Now give an N, need to ask out F (1) + F (2) + F (3) + ... + f (n)
Example: N = 7
F (1) + F (2) + F (3) + F (4) + F (5) + F (6) + f (7) = 1 + 1 + 3 + 1 + 5 + 7 = 21.
Analysis:
The largest approximate number of odd numbers is itself, and the maximum number of even numbers is the odd number after all the even factors are removed. So the intuitive idea is to walk through the add up.
Code:
1#include <iostream>2 using namespacestd;3 intMain () {4 Long LongN;5CIN >>N;6 Long Longresult =0;7 for(Long Longi =1; I <= N; ++i) {8 inttemp =i;9 while(Temp%2==0) {TenTemp/=2; One } AResult + =temp; - } -cout << Result <<Endl; the return 0; -}
However, the value range of n is 10^10, so the O (n) algorithm is timed out.

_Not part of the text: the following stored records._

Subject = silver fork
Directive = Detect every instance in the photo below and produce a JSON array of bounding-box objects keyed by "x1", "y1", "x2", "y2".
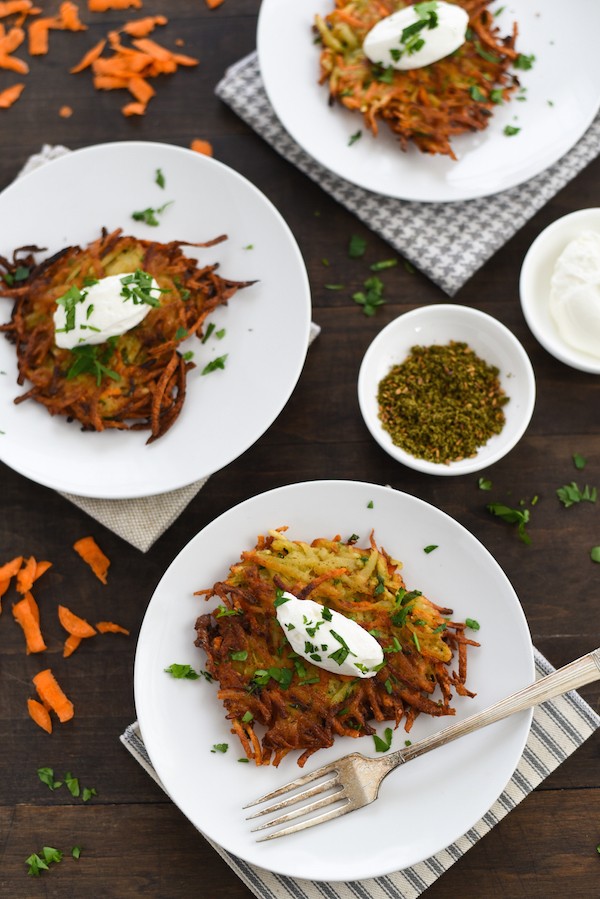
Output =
[{"x1": 244, "y1": 649, "x2": 600, "y2": 842}]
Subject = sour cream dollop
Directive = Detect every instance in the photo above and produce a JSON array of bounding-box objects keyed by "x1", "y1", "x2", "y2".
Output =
[
  {"x1": 550, "y1": 231, "x2": 600, "y2": 358},
  {"x1": 363, "y1": 0, "x2": 469, "y2": 70},
  {"x1": 277, "y1": 593, "x2": 383, "y2": 677},
  {"x1": 54, "y1": 273, "x2": 161, "y2": 350}
]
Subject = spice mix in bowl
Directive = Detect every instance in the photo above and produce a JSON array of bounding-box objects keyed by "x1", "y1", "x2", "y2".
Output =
[{"x1": 358, "y1": 304, "x2": 535, "y2": 475}]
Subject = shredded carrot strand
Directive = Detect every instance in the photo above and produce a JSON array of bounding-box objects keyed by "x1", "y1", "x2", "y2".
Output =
[
  {"x1": 190, "y1": 137, "x2": 213, "y2": 156},
  {"x1": 58, "y1": 606, "x2": 96, "y2": 637},
  {"x1": 63, "y1": 634, "x2": 81, "y2": 659},
  {"x1": 27, "y1": 699, "x2": 52, "y2": 734},
  {"x1": 33, "y1": 668, "x2": 75, "y2": 722},
  {"x1": 16, "y1": 556, "x2": 37, "y2": 593},
  {"x1": 96, "y1": 621, "x2": 130, "y2": 636},
  {"x1": 12, "y1": 594, "x2": 47, "y2": 653},
  {"x1": 73, "y1": 537, "x2": 110, "y2": 584}
]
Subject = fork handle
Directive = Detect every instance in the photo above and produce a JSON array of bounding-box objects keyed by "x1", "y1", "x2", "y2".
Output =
[{"x1": 381, "y1": 648, "x2": 600, "y2": 770}]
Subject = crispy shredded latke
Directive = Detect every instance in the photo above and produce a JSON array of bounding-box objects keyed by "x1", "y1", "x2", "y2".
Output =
[
  {"x1": 195, "y1": 528, "x2": 479, "y2": 767},
  {"x1": 315, "y1": 0, "x2": 519, "y2": 159},
  {"x1": 0, "y1": 229, "x2": 253, "y2": 443}
]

Consider optimization, set sum (i) = f (1) + F (2) + ... + f (i);
In the process of seeking sum (i), so f (i), I is an odd number can be directly asked, that is I itself.
The problem is to ask for all f (i), I is an even number and.
Because it is the maximum odd approximate, so f (2k) = f (k), so f (2) + F (4) + ... + f (2k) = f (1) + F (2) + ... + f (k);
So
SUM (i) = SUM (I/2) + 1 + 3 + ... + i-1 (i is even)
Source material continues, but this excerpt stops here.